I am surprised that the government manages to achieve such results despite the relatively few professional economists in its employment. The crisis has made it all the more imperative that a comprehensive and deeply analytic economic close watch at both the world and the local levels needs to be kept.

Even the University seems to have suffered a sad drop in the number of students taking Economics as their main subject of study. (Presumably, the situation here will markedly improve with the return of Josef Bonnici). The success hitherto achieved should not blind us to this deficiency in relevant skilled manpower at the appropriate level which may be one reason why the Commission for Sustainable Development has not been more fully operative in our country.

Have Stiglitz or others made any concrete proposals about the eurozone's future?

They are all agreed that a unified monetary zone needs a more integrated economic governance if it is to avoid malfunctioning such as has occurred in the case of Greece and is threatening in Spain, Ireland and Portugal.

It should be remembered how the eurozone came into being. Germany, which had low interest rates because of its economic prosperity, had been blocking the setting up of the eurozone desired by the other member states, mainly for them to be able to benefit from the same low interest rates.

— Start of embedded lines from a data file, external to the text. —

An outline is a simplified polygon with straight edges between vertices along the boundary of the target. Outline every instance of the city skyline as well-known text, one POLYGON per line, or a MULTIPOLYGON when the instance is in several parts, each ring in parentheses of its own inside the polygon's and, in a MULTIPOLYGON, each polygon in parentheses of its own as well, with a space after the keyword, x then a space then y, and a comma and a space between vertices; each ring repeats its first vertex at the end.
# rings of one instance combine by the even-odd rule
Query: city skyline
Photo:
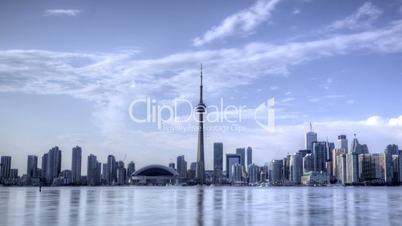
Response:
MULTIPOLYGON (((143 96, 196 104, 200 63, 207 105, 253 110, 275 98, 277 116, 275 132, 247 115, 244 131, 206 131, 207 169, 214 142, 224 154, 251 146, 258 165, 293 153, 310 121, 318 140, 356 133, 371 152, 402 140, 398 1, 109 4, 0 3, 0 155, 18 156, 22 172, 25 156, 54 146, 79 145, 102 162, 127 155, 138 167, 195 161, 196 132, 136 124, 128 108, 143 96)), ((72 155, 62 161, 70 168, 72 155)))

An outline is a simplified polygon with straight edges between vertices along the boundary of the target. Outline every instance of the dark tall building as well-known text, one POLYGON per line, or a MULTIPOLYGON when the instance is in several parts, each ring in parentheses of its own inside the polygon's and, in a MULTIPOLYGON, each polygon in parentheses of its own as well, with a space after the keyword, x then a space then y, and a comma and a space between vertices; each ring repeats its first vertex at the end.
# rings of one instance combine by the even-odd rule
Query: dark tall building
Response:
POLYGON ((232 177, 233 165, 240 164, 241 156, 238 154, 226 154, 226 177, 229 179, 232 177))
POLYGON ((52 184, 53 179, 58 177, 61 172, 61 150, 59 147, 53 147, 47 153, 46 167, 46 181, 52 184))
POLYGON ((38 156, 28 155, 27 161, 27 177, 37 178, 38 175, 38 156))
POLYGON ((81 158, 82 149, 79 146, 73 148, 71 161, 71 180, 73 184, 81 183, 81 158))
POLYGON ((223 174, 223 143, 214 143, 214 184, 222 180, 223 174))
POLYGON ((236 148, 236 154, 240 155, 240 164, 243 166, 243 169, 246 167, 246 149, 245 148, 236 148))
POLYGON ((42 172, 40 175, 40 178, 43 182, 46 181, 46 172, 47 172, 47 159, 48 159, 48 154, 45 153, 44 155, 42 155, 42 172))
POLYGON ((326 172, 327 148, 326 142, 313 142, 314 171, 326 172))
POLYGON ((247 168, 253 164, 253 149, 251 147, 247 148, 247 168))
POLYGON ((195 171, 195 178, 198 184, 205 183, 205 161, 204 161, 204 114, 206 105, 202 97, 202 65, 200 75, 200 102, 197 105, 196 112, 198 114, 198 147, 197 147, 197 168, 195 171))
POLYGON ((100 185, 101 183, 101 163, 95 155, 88 156, 87 183, 90 186, 100 185))
POLYGON ((0 182, 10 178, 11 156, 1 156, 0 182))
POLYGON ((184 159, 184 155, 177 157, 177 173, 179 174, 179 180, 185 181, 187 178, 187 162, 184 159))
POLYGON ((117 180, 117 163, 113 155, 107 157, 106 182, 112 185, 117 180))
POLYGON ((131 178, 131 175, 133 175, 134 172, 135 172, 135 163, 131 161, 127 165, 127 181, 131 178))

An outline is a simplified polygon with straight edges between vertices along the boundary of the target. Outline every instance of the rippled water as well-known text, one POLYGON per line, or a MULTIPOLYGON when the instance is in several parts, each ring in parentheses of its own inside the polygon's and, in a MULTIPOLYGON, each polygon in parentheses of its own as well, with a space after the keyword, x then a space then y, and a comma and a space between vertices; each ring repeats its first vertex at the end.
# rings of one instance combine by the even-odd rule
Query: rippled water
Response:
POLYGON ((402 187, 0 187, 0 225, 402 225, 402 187))

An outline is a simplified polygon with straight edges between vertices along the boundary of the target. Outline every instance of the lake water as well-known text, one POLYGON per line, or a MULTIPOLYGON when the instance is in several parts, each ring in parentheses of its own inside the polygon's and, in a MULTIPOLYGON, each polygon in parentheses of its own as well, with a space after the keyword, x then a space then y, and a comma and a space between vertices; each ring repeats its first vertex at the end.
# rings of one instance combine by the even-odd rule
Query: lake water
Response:
POLYGON ((0 187, 0 225, 402 225, 402 187, 0 187))

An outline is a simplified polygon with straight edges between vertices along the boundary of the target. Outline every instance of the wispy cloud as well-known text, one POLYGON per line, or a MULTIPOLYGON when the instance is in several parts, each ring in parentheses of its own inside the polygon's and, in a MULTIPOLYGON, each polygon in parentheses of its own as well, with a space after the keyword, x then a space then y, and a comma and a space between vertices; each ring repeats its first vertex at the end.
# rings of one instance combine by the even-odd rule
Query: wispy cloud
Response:
POLYGON ((257 0, 248 9, 237 12, 209 29, 202 37, 193 40, 194 46, 202 46, 217 39, 236 34, 247 34, 271 17, 272 11, 280 0, 257 0))
POLYGON ((78 9, 48 9, 45 10, 44 16, 78 16, 78 14, 82 13, 81 10, 78 9))
POLYGON ((382 10, 371 2, 365 2, 357 11, 342 20, 337 20, 327 26, 327 30, 370 28, 372 22, 382 14, 382 10))

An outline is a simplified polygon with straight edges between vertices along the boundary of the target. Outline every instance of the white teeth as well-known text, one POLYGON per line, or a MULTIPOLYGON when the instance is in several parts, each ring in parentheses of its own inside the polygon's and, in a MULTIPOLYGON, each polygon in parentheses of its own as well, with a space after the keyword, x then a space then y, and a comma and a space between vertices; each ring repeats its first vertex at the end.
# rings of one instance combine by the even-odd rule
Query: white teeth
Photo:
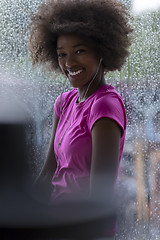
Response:
POLYGON ((77 72, 69 72, 69 75, 76 76, 76 75, 80 74, 81 72, 83 72, 83 70, 78 70, 77 72))

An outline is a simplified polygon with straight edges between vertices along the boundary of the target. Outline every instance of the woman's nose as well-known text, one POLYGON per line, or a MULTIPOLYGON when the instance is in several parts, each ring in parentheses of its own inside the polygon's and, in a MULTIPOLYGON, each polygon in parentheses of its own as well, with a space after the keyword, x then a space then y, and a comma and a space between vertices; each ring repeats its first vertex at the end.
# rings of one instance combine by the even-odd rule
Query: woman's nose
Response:
POLYGON ((73 56, 68 56, 66 58, 66 63, 65 63, 66 67, 71 68, 71 67, 75 66, 75 64, 76 64, 76 61, 73 56))

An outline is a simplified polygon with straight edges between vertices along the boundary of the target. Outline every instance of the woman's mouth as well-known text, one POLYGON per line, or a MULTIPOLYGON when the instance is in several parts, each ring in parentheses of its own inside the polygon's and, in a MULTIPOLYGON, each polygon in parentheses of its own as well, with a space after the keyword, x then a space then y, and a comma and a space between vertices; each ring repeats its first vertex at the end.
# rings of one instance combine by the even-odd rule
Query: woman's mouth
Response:
POLYGON ((69 75, 70 75, 71 77, 77 76, 77 75, 79 75, 81 72, 83 72, 82 69, 81 69, 81 70, 78 70, 78 71, 74 71, 74 72, 68 71, 68 73, 69 73, 69 75))

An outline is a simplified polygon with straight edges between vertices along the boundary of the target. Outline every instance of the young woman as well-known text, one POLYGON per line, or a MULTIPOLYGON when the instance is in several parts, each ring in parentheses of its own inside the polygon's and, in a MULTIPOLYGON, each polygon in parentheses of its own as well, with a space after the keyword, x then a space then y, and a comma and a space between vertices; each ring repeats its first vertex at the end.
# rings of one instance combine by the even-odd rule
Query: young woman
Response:
POLYGON ((54 104, 49 150, 35 183, 49 188, 51 202, 77 194, 107 199, 114 186, 126 114, 104 73, 125 63, 132 32, 128 19, 115 0, 50 0, 32 17, 33 64, 60 70, 73 86, 54 104))

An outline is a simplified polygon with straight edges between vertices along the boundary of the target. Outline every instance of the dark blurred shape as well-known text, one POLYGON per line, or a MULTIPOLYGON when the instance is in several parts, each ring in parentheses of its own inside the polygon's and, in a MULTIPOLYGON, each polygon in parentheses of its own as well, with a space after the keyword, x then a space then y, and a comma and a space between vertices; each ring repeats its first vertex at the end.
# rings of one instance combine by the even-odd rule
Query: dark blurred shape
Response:
POLYGON ((115 205, 81 196, 49 205, 31 187, 27 126, 32 119, 11 94, 0 96, 0 239, 94 239, 112 234, 115 205))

It was only to avoid difficulties being raised against the integration of East Germany with the West that greatly increased the German weight in Europe, that Germany agreed to the setting up of the euro-zone, despite the fact that its members were going to be very diverse in their economic strength. As I have already said, the parameters laid down for membership guarded against great disparities in the public sector, but largely ignored the private sector, and that has given rise to the urgent need for more centralised economic governance.

The most frequently suggested measure is harmonisation of fiscal policy. I would, however, not propose that the Maltese government should push for it since, unless complex and subtle modalities of the process were devised, it would certainly not rebound to our national advantage.

The other most frequently suggested measure is that there should be a much larger sized European budget and that the European institutions should have the juridical possibility of borrowing. However, no member state appears to be voicing any such proposal with urgency, although it is clearly demanded by commonsense and the inner logic of the process of European integration.

Apart from the fiscal harmonisation idea, what do you envisage should be Malta's input on the other aspects of the matter?

The Pope's renewed exhortation to us to witness to our values strongly within the European Union should not be taken to refer only or even primarily to bioethics or family matters, as we too often tend to do.

Pope Benedict is the author of an encyclical which, as emphasised by me among all of its more extensive commentators, in some crucial places has a very similar sound to Stiglitz. Notably the French translation of Stiglitz's book is called The Triumph of Greed. We need to change his focus from the American to the European scene.

Fr Peter Serracino Inglott was talking to Miriam Vincenti.